I haven't actually written in a long time which its an indication of how busy things have been around here. I put together a presentation about how to handle itermitent test failures earlier this year and I've been meaning to turn it into a document and I figured this was a good chance to do just that (you're warned that this is the first draft). The presentation is way more entertaining than the document since you're missing the jokes and the pretty picture but it's still interesting enough if you're into software testing.


 

Abstract:

Ever had a situation where you saw a test failing but since it didn’t immediately repro the failure got dismissed and then later the issue resurfaced and it ended up being a serious issue? We’ll explore as to why even though most of us agree we shouldn’t not ignore failures people still do along with some real case studies of occurrences of this that I’ve come across as a tester in Visual Studio. Finally we’ll talk about when it’s “ok” to dismiss a failure and ways to influence the culture around this.

 

Section 1: Introduction

Does this scenario sound familiar?

  • Test fails
  • First thing whomever looking at it does is to run it again
  • Test passes
  • If there was a bug it’s closed at not repro
  • If it was on a test run it gets ignored as pass on rerun
  • Real bug keeps lurking and resurfaces later

If it does it also probably frustrates you to no end. After all, tests are written for a reason and when they fail it usually means something is wrong. In theory all this sounds right but in practice it might not be the case. So why is it that we’re so far apart between what is should happen and what actually happens? From experience I can summarize the top reason for that in one of these 4 buckets:

  • Everyone is on a tight schedule – This means that when there’s a business decision to be made you have to take some calculated risks and if a test is only failing sometimes that’s something you might justify living with.
  • Investigations are unattractive work – Some people love digging into problems and figuring them out. Others view it as something that isn’t fun or something that they rather not do. I’d even go as far as say that some people think that doing test investigations is beneath them. Bottom line is that it isn’t glamorous work and some investigations can be very tedious.
  • Lack of manual repro must mean that the user scenario isn’t broken – This falls under the blame the test category (which we’ll cover in more detail later). It’s very easy to blame test automation (which effectively translates to its someone else’s bug) when you’re dealing with a hard to repro bug.
  • It’s easier to add a workaround in the test than to find the root cause – Sometimes people will agree that there’s a bug (albeit begrudgingly) but they’ll argue that working around the issue is easy and cheap so the test should be doing that instead.

 

Section 2: Culture around test failures

One big problem as to why even though people agree with the statements in the previous section is how tests (and by association) the testers are viewed and valued in an organization and more importantly how much does that organization value testing.

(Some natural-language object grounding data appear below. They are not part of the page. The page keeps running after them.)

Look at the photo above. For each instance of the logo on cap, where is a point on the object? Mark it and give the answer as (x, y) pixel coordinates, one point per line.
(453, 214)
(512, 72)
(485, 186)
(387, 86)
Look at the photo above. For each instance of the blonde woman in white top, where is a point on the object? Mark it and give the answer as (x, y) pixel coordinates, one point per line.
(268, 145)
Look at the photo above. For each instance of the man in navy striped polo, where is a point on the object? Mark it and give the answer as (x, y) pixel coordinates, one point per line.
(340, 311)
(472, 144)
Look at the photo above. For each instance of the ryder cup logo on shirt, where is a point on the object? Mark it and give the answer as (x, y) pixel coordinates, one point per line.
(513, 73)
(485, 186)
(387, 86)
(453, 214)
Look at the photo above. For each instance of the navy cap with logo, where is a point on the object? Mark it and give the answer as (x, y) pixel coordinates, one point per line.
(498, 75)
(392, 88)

There are two very distinct lines of thought when talking about tests and as a tester you should always be pushing for the later:

  • Tests are just things that need to run and pass before I check in my code changes.
  • Tests results paint me an accurate picture of what the quality of my product is.

If you’re stuck around people that have the mindset of the former you’ve probably seen both of these:

  • When a test fails the first thing a good number of developers ask is, “Is this a flaky test?”

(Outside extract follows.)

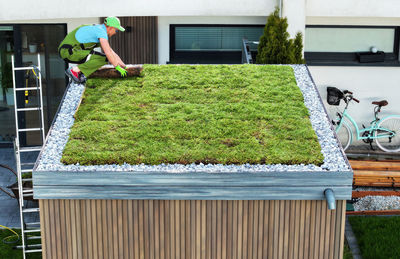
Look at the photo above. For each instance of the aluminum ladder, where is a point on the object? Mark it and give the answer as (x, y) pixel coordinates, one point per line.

The first thing you should ask yourself when a test fails is what new bug got introduced in the product and how do we fix it? Not if the test itself is full of bugs.

  • The Guilty until proven innocent mentality

This is a variation on the last statement. For a lot of developers until you can prove and explain a product bug it’s considered a test bug.

Both of these paint a bleak picture where the overall mentality ends up being “It’s never my fault, it’s always yours” and its sibling “It’s someone else’s bug”. This has the unfortunate side effect of affecting how testers are valued and these are statements I’ve heard that make me roll my eyes because they’re wrong and most of the time unfair and untrue:

  • “This is a crappy test so I just keep running it until it passes.”
  • “My code is fine, your test never really finds issues it just fails randomly.”
  • “Can we fix the test so that it’s more resilient to bugs?”

 

Section 3: Common issues on the product and on the test side

So how do we fix all this? First thing we need to understand is why there are failures that feel random and that there’s a multitude of issues on both the test and the product side that can contribute to this. Here’s what I’ve seen cause the most instability with test results and it’s worth noting that as everything around software there’s enough blame to go around and both sides (development and testing) have their own share.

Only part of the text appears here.